Rumors of the Yankees death have been greatly exaggerated...The Bronx Bombers took two out of three from the Red Sox, trimming their lead to 9 1/2 games with only 117 left to play. I think it's a bit ridiculous to start counting games now. The debates started on Sunday: have the Sox buried the Yankees? Can a Rocket launch even help the Yankees overcome the light-years lead?
Three short years ago, such blatant tempting of fate would've been unthinkable here in New England. In fact, it still feels like an unnecessary luxury or even like a nervous giggle right before you get the crap kicked out of you, talking about a Sox lead in May. Bad Karma!
But after the ping pong balls set the Celtics back 7 or 8 years on Tuesday night, I say tempt away.
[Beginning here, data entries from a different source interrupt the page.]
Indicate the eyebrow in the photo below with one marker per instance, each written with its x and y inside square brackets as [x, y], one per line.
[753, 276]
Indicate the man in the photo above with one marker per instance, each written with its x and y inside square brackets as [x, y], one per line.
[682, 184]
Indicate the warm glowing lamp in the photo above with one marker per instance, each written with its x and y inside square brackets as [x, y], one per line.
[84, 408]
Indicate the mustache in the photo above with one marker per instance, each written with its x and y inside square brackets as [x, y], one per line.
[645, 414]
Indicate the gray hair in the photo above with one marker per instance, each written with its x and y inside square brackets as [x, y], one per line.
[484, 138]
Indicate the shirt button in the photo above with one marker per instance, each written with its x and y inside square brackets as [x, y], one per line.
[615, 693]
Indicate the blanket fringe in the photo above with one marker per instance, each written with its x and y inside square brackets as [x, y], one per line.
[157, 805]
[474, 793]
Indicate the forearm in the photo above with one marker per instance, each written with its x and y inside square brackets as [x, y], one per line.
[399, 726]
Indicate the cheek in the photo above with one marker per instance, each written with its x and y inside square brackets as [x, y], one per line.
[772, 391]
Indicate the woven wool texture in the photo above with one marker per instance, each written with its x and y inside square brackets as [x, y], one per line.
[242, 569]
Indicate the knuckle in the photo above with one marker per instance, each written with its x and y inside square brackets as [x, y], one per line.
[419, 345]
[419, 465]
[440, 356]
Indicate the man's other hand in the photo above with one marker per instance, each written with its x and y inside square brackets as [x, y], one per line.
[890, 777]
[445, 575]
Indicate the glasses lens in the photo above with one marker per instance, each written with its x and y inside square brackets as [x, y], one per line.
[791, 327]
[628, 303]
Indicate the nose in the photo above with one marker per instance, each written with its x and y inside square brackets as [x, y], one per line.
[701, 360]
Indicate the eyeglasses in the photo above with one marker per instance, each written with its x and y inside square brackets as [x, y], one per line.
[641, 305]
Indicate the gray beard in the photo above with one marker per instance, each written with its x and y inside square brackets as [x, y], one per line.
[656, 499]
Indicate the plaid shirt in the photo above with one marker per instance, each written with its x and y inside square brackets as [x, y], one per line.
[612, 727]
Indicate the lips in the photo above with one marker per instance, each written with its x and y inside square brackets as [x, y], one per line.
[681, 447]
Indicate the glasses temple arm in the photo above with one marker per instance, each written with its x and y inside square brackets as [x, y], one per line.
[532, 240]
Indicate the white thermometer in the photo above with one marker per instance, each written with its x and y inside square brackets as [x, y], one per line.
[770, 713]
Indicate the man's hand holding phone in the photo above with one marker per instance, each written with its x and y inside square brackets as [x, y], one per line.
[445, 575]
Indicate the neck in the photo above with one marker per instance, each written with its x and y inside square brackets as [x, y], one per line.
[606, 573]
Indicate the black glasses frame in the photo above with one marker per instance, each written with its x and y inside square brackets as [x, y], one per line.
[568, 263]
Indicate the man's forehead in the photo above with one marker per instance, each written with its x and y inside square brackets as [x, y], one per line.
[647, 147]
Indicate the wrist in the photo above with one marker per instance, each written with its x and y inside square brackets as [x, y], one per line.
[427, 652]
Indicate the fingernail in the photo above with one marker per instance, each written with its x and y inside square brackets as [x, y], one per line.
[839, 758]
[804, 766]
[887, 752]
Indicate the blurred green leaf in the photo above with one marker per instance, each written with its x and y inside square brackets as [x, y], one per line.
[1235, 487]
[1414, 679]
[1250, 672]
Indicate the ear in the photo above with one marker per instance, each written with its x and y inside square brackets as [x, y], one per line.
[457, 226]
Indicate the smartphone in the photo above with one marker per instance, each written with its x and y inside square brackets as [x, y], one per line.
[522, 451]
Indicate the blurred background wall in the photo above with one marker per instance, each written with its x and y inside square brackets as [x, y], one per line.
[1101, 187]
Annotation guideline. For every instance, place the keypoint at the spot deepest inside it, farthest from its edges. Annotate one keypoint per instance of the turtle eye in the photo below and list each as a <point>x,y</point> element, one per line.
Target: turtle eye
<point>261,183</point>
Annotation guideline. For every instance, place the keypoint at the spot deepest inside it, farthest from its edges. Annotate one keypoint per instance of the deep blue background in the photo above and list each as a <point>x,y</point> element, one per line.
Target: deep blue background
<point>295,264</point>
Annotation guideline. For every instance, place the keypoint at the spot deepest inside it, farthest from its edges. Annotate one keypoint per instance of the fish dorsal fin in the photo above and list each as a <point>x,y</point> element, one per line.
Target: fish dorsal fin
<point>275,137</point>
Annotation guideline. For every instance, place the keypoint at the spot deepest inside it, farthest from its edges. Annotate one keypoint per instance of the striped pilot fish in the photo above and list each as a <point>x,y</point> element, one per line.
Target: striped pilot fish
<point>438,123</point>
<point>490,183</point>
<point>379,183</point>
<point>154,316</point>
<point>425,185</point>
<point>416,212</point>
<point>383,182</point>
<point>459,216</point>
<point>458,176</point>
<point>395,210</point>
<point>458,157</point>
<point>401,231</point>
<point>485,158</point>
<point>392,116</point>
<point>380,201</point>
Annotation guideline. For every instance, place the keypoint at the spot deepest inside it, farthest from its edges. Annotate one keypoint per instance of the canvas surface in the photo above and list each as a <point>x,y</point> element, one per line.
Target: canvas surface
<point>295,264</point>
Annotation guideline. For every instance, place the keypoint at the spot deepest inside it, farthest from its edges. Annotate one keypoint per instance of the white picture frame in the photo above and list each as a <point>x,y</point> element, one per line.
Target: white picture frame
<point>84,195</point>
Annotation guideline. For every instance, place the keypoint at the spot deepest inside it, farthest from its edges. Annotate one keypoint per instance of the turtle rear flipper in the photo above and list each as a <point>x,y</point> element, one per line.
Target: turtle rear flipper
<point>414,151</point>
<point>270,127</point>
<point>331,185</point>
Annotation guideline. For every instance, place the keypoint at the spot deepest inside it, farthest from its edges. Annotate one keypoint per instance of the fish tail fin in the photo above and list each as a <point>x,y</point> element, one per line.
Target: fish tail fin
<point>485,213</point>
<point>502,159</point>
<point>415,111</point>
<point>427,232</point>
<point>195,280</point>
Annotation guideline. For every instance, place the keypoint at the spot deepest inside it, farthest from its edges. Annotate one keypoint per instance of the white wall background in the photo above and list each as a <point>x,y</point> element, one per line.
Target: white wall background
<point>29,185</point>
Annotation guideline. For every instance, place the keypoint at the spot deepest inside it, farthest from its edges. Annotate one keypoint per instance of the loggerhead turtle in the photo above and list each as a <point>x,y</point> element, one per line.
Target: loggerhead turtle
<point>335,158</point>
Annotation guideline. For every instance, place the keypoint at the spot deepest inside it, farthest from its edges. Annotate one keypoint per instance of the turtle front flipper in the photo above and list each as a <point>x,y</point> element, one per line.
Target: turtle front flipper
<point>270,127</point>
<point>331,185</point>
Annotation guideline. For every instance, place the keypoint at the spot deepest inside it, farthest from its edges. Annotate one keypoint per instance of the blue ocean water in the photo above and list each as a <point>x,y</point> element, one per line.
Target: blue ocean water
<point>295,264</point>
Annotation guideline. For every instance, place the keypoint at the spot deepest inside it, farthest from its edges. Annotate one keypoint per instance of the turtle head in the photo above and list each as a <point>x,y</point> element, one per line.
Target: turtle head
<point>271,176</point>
There's now way one city can be asked to stomach the death of its storied basketball franchise and collapse against their arch-nemesis in one year right? These things have to even out.
Or do they?...Sean Marshall threw 104 pretty good pitches last night, but the only one that mattered was the one that got away. The Triple A call-up was cruising through 6 innings last night, holding the Padres to two hits and nursing a one-run lead, before giving up a single followed by a 2-0 home run to Kevin freakin' Kouzmanoff and that was it: 7 IP, 4 H, 2 ER, 1 BB, 8 SO and another one-run loss.
It was the Cubs 10th such loss this year, a season that's quickly shaping up to be one of the worst in recent memory. Not one of the worst teams, the team is actually good--we think--but one of the worst seasons because of the disparity between talent and results.
Almost exactly a month ago, I mentioned this exact plight on this very site. This week, Jonah Keri touched on it for ESPN.com. If you take a look at the Baseball Prospectus Adjusted Standings--which factor in a lot of important metrics, formulas and corollaries, both real and imagined--the Cubs are actually ahead of the the Brewers in the NL Central.
None of this makes me feel any better as it still leads to a painful, depressing conclusion: the Cubs are losing because they're the Cubs and I'm not quite sure how to handle that. I've had years of practice at overvaluing the squad, thinking they had a shot when they really didn't. That's easy. Been doing it for years. I was even excited when Henry Rodriguez joined the squad back in the day. I was delusional.
But this might be much worse. On paper, the Cubs are a National League favorite. But on that same paper, in a different section, they're still a sub-.500 team trying to stay alive in baseball's weakest division.
Whoever the cosmic accountant is has notoriously shoddy bookkeeping.